Since I was in tech scholl I always aimed towards infoSec. To get to that field, you need some experience with lots of different technologies.
I started with Microsoft servers, then moved to Networking.

I found out that network was the right fit for me, although I deal with security stuff regularly (firewall, IPS, stuff like that) and I don't even consider going after an infoSec position.

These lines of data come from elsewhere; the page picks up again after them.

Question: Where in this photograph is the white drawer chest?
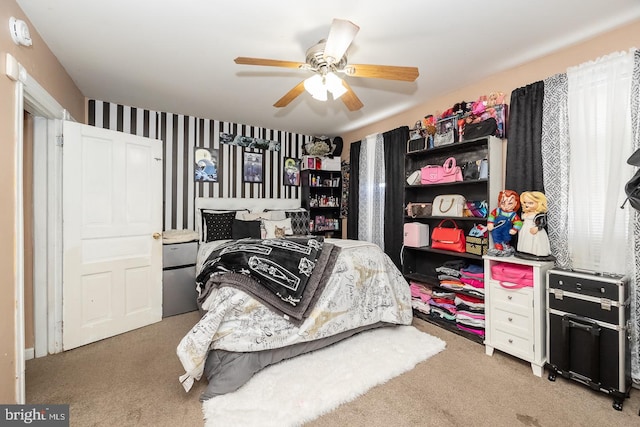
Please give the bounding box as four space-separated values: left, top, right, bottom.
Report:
483 255 554 377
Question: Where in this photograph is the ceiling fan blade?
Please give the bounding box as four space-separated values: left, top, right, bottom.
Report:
344 64 419 82
323 19 360 64
233 56 306 68
340 80 364 111
273 80 304 108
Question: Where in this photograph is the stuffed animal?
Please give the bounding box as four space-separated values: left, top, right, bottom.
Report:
487 92 504 107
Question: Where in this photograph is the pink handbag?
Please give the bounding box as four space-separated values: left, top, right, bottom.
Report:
491 262 533 289
420 157 462 184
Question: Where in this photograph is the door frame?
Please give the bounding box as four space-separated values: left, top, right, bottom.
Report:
5 53 73 404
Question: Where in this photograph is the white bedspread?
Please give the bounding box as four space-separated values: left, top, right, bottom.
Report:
177 239 413 390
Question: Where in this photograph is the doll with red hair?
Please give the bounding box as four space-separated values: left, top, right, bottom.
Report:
487 190 522 256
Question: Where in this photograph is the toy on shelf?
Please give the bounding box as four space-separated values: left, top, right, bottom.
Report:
487 190 522 256
515 191 554 261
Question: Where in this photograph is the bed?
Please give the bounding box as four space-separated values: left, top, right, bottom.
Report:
177 198 413 400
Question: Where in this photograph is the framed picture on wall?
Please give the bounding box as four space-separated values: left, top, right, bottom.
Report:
242 151 264 183
193 147 220 182
282 157 300 187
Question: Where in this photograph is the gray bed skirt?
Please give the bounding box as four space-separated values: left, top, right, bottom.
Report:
200 322 388 401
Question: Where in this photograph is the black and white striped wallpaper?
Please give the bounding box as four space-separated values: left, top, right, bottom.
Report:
87 99 313 230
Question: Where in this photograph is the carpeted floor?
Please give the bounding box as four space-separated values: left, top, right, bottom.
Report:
203 326 446 427
26 312 640 427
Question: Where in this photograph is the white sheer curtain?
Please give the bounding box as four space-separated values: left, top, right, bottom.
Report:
358 133 385 250
567 52 634 274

I found the love of my life right in the middle of the way.

vtrader

So I recently tweaked my CV to include my interest in getting a job in IT security.
Now I am getting emails from recruiters both agency and direct from companies saying the usual "we saw your profile, thought you would be suitable for this security consultant job...............".
The funny thing is I have no work experience or certs in IT let alone security.
Are these guys just fishing for the sake of generating interest in the applications, or genuine interest?
I have a feeling it is for the former because from reading the job descriptions it's obivous of the mismatch in exp needed/have.
I have replied to them saying i'm interested, lets see if they respond.

Paulieb81

Cyberscum wrote: »

Join the AD military, Reserves or guard. You can get in a cyber sec slot in a heartbeat

I wish I knew someone in air force cyber, I'm an army vet, trying to jump on board with air force but it seams like air force recruiters have no desire to do their job. It's crazy, army recruiters you have to join witness protection to get away from them once they have your name.

Paulieb81

vtrader wrote: »

So I recently tweaked my CV to include my interest in getting a job in IT security.
Now I am getting emails from recruiters both agency and direct from companies saying the usual "we saw your profile, thought you would be suitable for this security consultant job...............".
The funny thing is I have no work experience or certs in IT let alone security.
Are these guys just fishing for the sake of generating interest in the applications, or genuine interest?
I have a feeling it is for the former because from reading the job descriptions it's obivous of the mismatch in exp needed/have.
I have replied to them saying i'm interested, lets see if they respond.

Yup, they have automated searches that pull your resume up. Once you get in contact with them and they actually review your resume, they will tell you that you don't fit the requirements. They get paid to fill spots, so they blast out emails all day long to anyone the searches pick up.